Can’t believe I haven’t written anything for almost 4 years. So much has happened in this time. We have been talking, but I think I should write as well. I did manage to find another job in 2020, I quite liked it til the person who hired me quit, and I ended up with someone not so nice as my boss. Though Im still in same place, and just trudging along.

I was finally able to visit my parents when lockdowns ended. Finished my Diploma (I opted to exit the masters with it when University became too demanding about my visiting campus and at the same time switched all units to daytime). Went to china with a friend. Had couple of other surgeries. Got another dog at end of 2020. He’s the cutest. You now have 3 nephews. Your parents moved. Your cousin got married. Your friends are busy having babies as well.
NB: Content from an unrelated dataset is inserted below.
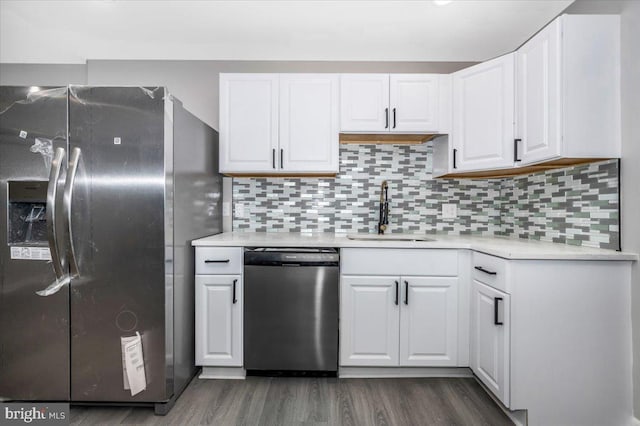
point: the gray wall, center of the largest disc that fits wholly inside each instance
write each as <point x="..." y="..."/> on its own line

And the biggest news of all, Im playing board games again, and your games are back on. It’s bitter sweet. One would think that after 8.5 yrs, I would’ve learned to be ok without you or would’ve mourned everything we did. But nope, playing board games again, makes me miss you all over again. It highlights the empty chair. It reminds me of the good times we had. Watching other couples playing together, introducing this hobby to their children, makes me miss us. Would we have become one of those families? Would we have formed a common group or would we have our own set of friends? How would our shelf look? So many questions. Never any answer.

And it hurts. Still hurts so much. Organising this event in particular has been opening wounds that I thought were healed. I’m meant to be dealing better with things now, not tearing up while going through old photos to find one of you playing games. or while writing a mundane post like this. I guess that’s what grief is. Never really goes away.

Still missing you. Still wishing you were here.